Deux touristes cyniques

Aurangabad, 15 janvier 2003

- Houla ! Il y a un unijambiste qui nous rattrape.

- Où ça ?

- Là-bas, sur le passage piétons.

- On devrait arriver de l’autre côté avant lui. Dis donc, il saute drôlement vite, c’est un unijambiste turbo.

- Et en plus il lui manque un bras !

- Oui mais pas du même côté, ça équilibre.

Comme d’habitude, face aux situations extrêmes, Raoul Piche choisit la dérision et le cynisme, sa façon à lui d’esquiver une situation trop dure.

Il ironise sur le cul de jatte qui se déplace à l’aide d’une sorte de skate board au raz du bitume et quémande entre les voitures en plein embouteillage, au risque évident de ne pas être vu et de se faire écraser : “il n’a plus grand chose à perdre !”.
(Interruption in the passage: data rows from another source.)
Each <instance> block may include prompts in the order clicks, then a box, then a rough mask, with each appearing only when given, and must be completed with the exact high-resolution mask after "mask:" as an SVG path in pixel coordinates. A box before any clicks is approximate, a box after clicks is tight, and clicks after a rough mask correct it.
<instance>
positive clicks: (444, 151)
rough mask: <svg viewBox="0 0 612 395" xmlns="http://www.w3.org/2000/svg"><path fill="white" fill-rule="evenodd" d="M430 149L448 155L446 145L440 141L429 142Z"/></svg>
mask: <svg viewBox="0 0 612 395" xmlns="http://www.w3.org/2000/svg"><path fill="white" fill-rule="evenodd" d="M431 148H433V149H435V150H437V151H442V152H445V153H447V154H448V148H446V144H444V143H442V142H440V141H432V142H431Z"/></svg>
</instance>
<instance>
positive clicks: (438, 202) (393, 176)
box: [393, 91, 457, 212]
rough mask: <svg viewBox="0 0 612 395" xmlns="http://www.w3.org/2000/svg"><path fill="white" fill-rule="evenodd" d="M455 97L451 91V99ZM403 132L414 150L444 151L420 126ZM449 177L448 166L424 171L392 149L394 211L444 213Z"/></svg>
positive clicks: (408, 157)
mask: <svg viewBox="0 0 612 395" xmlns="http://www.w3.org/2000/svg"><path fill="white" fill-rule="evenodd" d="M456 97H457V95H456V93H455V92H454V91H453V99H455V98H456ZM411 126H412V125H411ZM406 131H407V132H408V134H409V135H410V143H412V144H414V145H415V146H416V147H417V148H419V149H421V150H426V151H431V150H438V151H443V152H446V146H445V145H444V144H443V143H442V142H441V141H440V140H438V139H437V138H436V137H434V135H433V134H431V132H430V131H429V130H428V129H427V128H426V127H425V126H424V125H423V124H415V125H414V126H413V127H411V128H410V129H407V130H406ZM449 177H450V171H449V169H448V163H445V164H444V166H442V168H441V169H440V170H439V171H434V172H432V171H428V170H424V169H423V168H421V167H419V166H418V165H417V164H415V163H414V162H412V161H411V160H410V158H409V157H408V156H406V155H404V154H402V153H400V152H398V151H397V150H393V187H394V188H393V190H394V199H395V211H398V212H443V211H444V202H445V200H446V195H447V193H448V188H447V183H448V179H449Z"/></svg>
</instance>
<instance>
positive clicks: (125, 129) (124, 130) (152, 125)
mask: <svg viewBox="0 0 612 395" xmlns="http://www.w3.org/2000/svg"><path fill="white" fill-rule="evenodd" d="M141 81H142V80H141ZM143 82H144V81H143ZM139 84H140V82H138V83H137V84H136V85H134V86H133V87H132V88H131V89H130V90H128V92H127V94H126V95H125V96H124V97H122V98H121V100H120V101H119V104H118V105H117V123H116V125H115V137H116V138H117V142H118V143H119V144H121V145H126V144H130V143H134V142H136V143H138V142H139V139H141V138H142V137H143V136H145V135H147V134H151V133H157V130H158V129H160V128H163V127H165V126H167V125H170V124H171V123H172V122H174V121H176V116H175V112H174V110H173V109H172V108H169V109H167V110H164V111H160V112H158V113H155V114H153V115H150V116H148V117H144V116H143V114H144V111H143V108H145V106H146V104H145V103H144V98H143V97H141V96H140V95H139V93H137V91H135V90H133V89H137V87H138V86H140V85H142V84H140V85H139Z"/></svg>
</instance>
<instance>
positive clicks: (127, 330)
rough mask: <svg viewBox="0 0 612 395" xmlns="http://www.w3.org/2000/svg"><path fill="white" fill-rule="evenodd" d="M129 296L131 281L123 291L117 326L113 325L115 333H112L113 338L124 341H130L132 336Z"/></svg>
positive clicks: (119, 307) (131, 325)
Quant au double manchot qui se plante devant lui en silence (serait-il aussi muet ?) le regard tendu vers le sien avec intensité, il semble lui dire “et moi ? je ne t’inspire aucune pitié ?”. Il ne se rend pas compte que son handicap est trop fort pour Raoul. ” Comment pourrais-je lui donner une pièce, il n’a ni bras ni main”, pense fugacement Raoul avant de remarquer la boîte de conserve pendue au cou qui sert de sébille. Plus tard, lorsque Raoul parlera à Rose de ce mendiant, elle lui avouera “Je l’ai entr’aperçu, je n’ai pas pu le regarder”.

Face à la misère, chacun choisit sa fuite ou son combat. Mais n’est pas mère Teresa qui veut.

PS : Si en lisant ces lignes vous avez souri, vous ne valez pas mieux que Raoul. Rendez-vous en enfer.